Samples	Flavonoids Content μg/g DM (n = 3)			Phenolic Acids Content μg/g DM (n = 3)
	Flavon	Naringenin	Apigenin	Salicylic Acid	Ferulic Acid
Yield	1.64	35.9	12.3	49.5	1.2
TPC	16.9	37.8	15.0	53.4	4.9
TFC	22.0	41.4	17.9	49.9	4.2

. All analyses were carried out in triplicate. The concentration of flavon is the highest in extract optimized for TFC, and concentration of naringenin and apigenin is also higher for this extract. The lowest level among the tested phenolic compounds was observed for ferulic acid.

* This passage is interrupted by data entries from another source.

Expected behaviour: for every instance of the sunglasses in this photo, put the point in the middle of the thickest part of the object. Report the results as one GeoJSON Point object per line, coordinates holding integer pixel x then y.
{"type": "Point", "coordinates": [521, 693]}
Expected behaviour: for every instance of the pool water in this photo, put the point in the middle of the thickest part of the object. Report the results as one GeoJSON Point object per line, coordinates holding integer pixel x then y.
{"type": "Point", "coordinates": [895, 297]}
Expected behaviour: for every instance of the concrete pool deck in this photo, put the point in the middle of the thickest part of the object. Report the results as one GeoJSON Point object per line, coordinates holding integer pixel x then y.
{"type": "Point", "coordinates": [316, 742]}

It is worth noting that the flavonoids content was higher in the sample obtained under optimal TFC conditions specified for that group of compounds. The same correlation is observed for extract obtain under for conditions optimal for TPC, where the content of salicylic and ferulic acids is the highest (Figure 2b).

4. Conclusions

The goal of this study was to optimize parameters for scCO₂ extraction of alfalfa in quarter-technical plant providing the highest yield of the process as well as the highest amount of phenolics and flavonoids compounds in the extract. All of the investigated extraction parameters i.e., temperature, pressure and flow rate had an influence on yield, total phenolics content and total flavonoids content. The highest yield, content of TPC and TFC were determined for extracts obtained under 352.99 K, 78.55 MPa, 6.83 kg h⁻¹; 353.15K, 71.74 MPa 3.32 kg h⁻¹ and 351.51 K, 78.29 MPa, 6.72 kg h⁻¹, respectively. All of the three optimal parameters providing the highest yield and TFC were in the similar range. These results revealed that pure supercritical carbon dioxide despite its non-polar character can be efficient in isolation of phenolics and flavonoids but high values of parameters such as temperature and pressure are required. The results confirm that the separation of polar constituents by non-polar scCO₂ is efficiently determined by the diffusion where mass transfer is controlled by convection. The SFC analysis of extracts obtained under optimal conditions for TFC and TPC revealed that the extracts have higher content of individuals group of flavonoids and phenolic acids, respectively. All the obtained data have proved that the optimization of supercritical carbon dioxide extraction of Medicago sativa L. at quarter-technical plant has ended successfully and that it is possible to extract polar compounds with non-polar solvent under higher values of pressure and temperature and enriched product in desired group of bioactive compounds with proper optimization. The obtained extraction residue can be used as feedstock and the extract, enriched in bioactive compounds, can be implemented as a functional food additive and human diet supplement.